Most building codes do not allow the direct application of stucco or plaster to EPS, XPS, or urethane. The reason for this is that if the surface of the insulating material has been exposed to the sun for 24 to 48 hours, the stucco or plaster does not bond as well, and a bond failure can occur at a later date. The low bond can be overcome by rasping the surface and applying stucco within a matter of hours. This method is not approved by any of the building codes so should not be used unless you want to get a professional engineer to sign off on the technique and then convince building officials that this is an acceptable method. Good luck if you want to try.

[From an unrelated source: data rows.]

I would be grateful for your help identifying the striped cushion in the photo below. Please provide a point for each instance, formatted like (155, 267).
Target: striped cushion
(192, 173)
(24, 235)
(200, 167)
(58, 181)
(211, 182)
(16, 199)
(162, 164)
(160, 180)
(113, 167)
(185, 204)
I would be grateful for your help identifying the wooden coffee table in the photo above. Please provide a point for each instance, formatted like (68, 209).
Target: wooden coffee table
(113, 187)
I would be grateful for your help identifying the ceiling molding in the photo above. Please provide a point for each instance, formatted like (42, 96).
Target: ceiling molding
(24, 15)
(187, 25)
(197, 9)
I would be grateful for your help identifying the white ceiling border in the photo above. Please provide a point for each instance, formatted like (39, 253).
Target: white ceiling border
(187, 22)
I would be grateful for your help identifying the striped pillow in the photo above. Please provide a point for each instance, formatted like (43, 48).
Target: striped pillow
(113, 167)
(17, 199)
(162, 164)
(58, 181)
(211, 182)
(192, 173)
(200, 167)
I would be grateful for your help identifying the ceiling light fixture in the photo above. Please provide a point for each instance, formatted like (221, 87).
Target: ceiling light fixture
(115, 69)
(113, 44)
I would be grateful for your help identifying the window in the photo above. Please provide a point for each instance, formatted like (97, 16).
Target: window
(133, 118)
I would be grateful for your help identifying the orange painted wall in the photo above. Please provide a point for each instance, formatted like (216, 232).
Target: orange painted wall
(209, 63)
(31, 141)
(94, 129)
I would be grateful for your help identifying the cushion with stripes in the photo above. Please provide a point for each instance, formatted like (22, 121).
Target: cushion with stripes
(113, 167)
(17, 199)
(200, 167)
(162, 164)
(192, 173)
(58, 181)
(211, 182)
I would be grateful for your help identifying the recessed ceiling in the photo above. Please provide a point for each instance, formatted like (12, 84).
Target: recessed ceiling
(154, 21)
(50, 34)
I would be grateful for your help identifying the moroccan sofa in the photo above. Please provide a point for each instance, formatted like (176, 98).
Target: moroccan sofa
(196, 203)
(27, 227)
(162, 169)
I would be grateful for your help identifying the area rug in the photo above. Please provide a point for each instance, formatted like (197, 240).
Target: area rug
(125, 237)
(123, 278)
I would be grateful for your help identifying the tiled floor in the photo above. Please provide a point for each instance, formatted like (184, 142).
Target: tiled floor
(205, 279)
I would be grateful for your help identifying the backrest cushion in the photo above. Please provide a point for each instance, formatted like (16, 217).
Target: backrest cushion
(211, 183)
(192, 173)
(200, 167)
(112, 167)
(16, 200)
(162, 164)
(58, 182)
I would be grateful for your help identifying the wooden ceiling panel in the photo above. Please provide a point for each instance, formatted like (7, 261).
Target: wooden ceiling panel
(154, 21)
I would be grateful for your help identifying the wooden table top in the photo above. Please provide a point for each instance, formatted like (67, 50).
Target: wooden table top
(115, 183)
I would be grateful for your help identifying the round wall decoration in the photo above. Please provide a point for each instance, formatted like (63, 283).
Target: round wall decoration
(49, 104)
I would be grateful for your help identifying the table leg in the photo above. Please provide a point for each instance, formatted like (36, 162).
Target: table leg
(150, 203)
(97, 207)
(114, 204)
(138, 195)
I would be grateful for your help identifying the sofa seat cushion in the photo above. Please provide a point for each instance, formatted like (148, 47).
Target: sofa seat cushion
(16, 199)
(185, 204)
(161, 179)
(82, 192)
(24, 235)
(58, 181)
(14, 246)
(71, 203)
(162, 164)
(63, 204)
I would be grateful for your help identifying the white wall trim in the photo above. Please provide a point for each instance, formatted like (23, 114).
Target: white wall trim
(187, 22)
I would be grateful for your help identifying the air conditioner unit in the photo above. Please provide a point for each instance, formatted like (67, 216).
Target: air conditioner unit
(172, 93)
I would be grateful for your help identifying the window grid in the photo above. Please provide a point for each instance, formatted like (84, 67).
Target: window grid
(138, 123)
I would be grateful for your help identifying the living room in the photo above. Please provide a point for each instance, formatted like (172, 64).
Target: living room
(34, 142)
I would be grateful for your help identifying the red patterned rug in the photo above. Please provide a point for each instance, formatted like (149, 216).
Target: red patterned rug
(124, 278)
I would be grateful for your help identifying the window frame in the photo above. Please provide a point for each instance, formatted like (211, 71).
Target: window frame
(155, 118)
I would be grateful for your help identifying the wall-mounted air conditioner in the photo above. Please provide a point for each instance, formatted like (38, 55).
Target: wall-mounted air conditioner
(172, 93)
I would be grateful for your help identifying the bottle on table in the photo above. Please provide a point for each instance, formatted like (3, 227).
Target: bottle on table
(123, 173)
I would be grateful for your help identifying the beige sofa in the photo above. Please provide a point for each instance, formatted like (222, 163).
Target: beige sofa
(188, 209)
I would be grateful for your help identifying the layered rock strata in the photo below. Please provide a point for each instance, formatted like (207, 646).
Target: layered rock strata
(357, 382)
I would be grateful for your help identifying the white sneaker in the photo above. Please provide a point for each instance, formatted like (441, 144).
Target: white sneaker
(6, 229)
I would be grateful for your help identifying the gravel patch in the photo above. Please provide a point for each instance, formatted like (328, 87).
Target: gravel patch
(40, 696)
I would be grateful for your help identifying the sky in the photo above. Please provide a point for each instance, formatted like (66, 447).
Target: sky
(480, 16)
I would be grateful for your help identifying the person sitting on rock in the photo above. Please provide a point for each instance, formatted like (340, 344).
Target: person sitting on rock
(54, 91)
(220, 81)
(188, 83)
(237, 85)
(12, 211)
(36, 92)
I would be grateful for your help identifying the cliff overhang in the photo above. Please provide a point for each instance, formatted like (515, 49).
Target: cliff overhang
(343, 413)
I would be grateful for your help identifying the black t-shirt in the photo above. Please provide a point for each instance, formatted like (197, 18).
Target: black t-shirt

If you have an EPS, XPS, or urethane ICF, and you need a one-hour fire wall, you need to attach lath to the ICF and then apply stucco or plaster to the lath. Doing this, any good plaster or stucco formula will work.
If you insist on going against the building code and direct-applying stucco or plaster to EPS, XPS, or urethane, rasp the surface within a few hours of applying the stucco or plaster and add 1/2 gallon of exterior acrylic paint to each cubic foot of stucco concentrate you use. I prefer a stucco mix that consists of:
1 bag Portland,
1/3 bag of hydrated lime, and
4 cubic feet of stucco sand.
To get your paint, go to one of the big box stores and ask for paint that was tinted wrong or was returned. Ask for a deep discount. Remember, if you do this, your heirs may have a problem selling your house after you are gone.
If you are direct-applying stucco to the EPS bead/cement paste type of ICF, then the above formula, with or without the paint addition, will work.